Society of Critical Care Medicine (SCCM) Discovery Data Science Campaign Implementation Research Logic Model for the use of data science concepts, skills, and tools in critical care research and practice. The model uses horizontal arrows to denote the left-to-right “flow” of the implementation “pipeline”—from determinants to strategies to mechanisms to outcomes—as well as vertical arrows to indicate progression within each of these “piping” components. BDA = Big Data Analytics, BDAC = Big Data Analytics Capabilities, SMEs = subject matter experts.

For example, the previously imagined researcher might use the logic model to comprehensively assess barriers and facilitators to extraction of diagnostic and procedure codes and clinical outcomes data across multiple differing ICUs. The healthcare administrator might use the model to select validated implementation outcomes—such as measures of acceptability, appropriateness, and feasibility—as part of planning integration of sepsis prediction models into quality improvement efforts. The frontline clinician intending to use machine learning-enabled clinical decision support can examine the data science implementation strategies and mechanisms driving this innovation. For researchers, healthcare administrators, and frontline clinicians interested in making further use of the model’s approach, the toolkit appended in this article’s supplemental digital content includes additional guidance on how to create a custom IRLM for a new investigation or new adoption/application in a clinical setting. With this framework and method in hand, we believe our model will enable the critical care data science community to better unite and synthesize knowledge about how to accelerate implementation of data science concepts, skills, and tools in the ICU.

We acknowledge that our framework and method has limitations. First, while we aimed to narrowly define “The Thing” being innovated as the use of data science concepts, skills, and tools, we recognize that the literature often conceptualizes this “Thing” ambiguously—for example, as “Big Data,” data science, BDAR, and/or BDAC. We nevertheless maintain that our operationalization of the use of data science concepts, skills, and tools as a concept in the model coheres intelligibly.

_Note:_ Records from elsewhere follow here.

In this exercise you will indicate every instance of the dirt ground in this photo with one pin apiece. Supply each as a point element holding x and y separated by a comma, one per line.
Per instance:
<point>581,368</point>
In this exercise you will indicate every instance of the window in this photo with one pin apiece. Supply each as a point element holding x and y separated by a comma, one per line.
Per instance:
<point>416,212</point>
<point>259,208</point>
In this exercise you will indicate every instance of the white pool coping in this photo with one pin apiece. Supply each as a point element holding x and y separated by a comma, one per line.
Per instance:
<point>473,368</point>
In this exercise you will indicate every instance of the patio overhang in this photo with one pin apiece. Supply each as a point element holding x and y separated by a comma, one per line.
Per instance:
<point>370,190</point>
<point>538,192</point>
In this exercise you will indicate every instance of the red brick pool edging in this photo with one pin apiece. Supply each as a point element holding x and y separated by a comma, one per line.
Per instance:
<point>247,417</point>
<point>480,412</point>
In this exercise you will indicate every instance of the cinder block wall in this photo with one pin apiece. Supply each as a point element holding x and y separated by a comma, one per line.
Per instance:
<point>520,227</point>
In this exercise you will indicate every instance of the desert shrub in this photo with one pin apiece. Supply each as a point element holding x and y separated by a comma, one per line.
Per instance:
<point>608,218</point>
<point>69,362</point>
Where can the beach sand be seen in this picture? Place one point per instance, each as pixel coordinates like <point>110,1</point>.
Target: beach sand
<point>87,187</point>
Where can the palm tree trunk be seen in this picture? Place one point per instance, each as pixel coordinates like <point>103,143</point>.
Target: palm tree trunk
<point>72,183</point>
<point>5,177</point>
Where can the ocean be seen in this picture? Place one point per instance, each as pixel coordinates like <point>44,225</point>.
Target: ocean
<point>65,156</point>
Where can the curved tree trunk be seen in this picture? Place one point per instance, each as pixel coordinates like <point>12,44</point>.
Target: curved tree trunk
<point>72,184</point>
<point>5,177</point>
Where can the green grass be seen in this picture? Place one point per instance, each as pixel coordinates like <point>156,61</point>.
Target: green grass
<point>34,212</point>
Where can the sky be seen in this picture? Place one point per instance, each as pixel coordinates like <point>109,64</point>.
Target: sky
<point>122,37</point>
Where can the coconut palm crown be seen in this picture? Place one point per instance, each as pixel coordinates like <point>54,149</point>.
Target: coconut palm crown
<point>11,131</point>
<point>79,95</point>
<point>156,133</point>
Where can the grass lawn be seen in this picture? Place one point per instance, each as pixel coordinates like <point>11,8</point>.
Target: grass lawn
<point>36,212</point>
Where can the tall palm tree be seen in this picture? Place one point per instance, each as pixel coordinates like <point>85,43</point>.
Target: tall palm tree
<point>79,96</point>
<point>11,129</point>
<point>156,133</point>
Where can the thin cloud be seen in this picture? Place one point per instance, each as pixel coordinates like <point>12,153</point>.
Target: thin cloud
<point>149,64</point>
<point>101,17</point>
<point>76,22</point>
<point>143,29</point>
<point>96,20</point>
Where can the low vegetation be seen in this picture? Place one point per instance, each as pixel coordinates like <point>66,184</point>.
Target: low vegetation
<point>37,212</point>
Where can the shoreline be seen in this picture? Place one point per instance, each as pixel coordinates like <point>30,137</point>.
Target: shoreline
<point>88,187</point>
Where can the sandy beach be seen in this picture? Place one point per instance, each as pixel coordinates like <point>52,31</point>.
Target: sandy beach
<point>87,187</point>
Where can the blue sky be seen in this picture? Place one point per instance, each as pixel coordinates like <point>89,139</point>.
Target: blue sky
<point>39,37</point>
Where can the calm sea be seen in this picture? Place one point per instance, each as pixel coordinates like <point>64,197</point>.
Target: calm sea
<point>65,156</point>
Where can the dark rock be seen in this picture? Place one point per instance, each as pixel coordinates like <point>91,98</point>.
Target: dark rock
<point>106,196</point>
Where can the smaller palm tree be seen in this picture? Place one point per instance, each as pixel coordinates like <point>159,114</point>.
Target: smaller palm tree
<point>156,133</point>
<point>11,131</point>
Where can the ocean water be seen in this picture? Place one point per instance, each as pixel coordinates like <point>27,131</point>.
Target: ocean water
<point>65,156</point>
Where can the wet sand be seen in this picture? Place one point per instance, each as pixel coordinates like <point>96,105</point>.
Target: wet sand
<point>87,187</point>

Second, the logic model does not specify whether a given determinant operates as a barrier or facilitator, given the high variability of barrier and facilitator valences across contexts. We note that Reddy’s model does formulate each factor as either a barrier or enabler, and that later research by Reddy et al (73) analyzes empirical evidence from across multiple organizations to identify key barriers for data science implementation and the hierarchical relationships between them. Future research might synthesize barriers and facilitators from across multiple literature reviews and frameworks, including Reddy’s and others cited in this article. Third, although comprehensive, the model inevitably does not list all possible specifications of determinants, strategies, mechanisms, and outcomes, nor does it map potential causal pathways between them. We believe the parsimonious selection of constructs in our model to be an indicator of our comprehensive thinking through and prioritization of relevant concepts rooted in the literature, and we encourage future mapping of causal pathway diagrams between specific components as part of “realist” implementation research. Fourth, it is important to note that our model may conflict with ascendant conceptualizations of causal pathway diagrams that place determinants “to the right” of implementation mechanisms, under the premise that determinants are factors that either constrain or enable implementation strategies’ effects (35, 36). We believe that our placement of determinants “to the left” of implementation strategies aligns more closely with current standard conceptualizations of the relationship between these concepts in implementation science as well as our own intuitive understandings. We invite future revisions to the model that conceive of the order of determinants, strategies, and mechanisms differently.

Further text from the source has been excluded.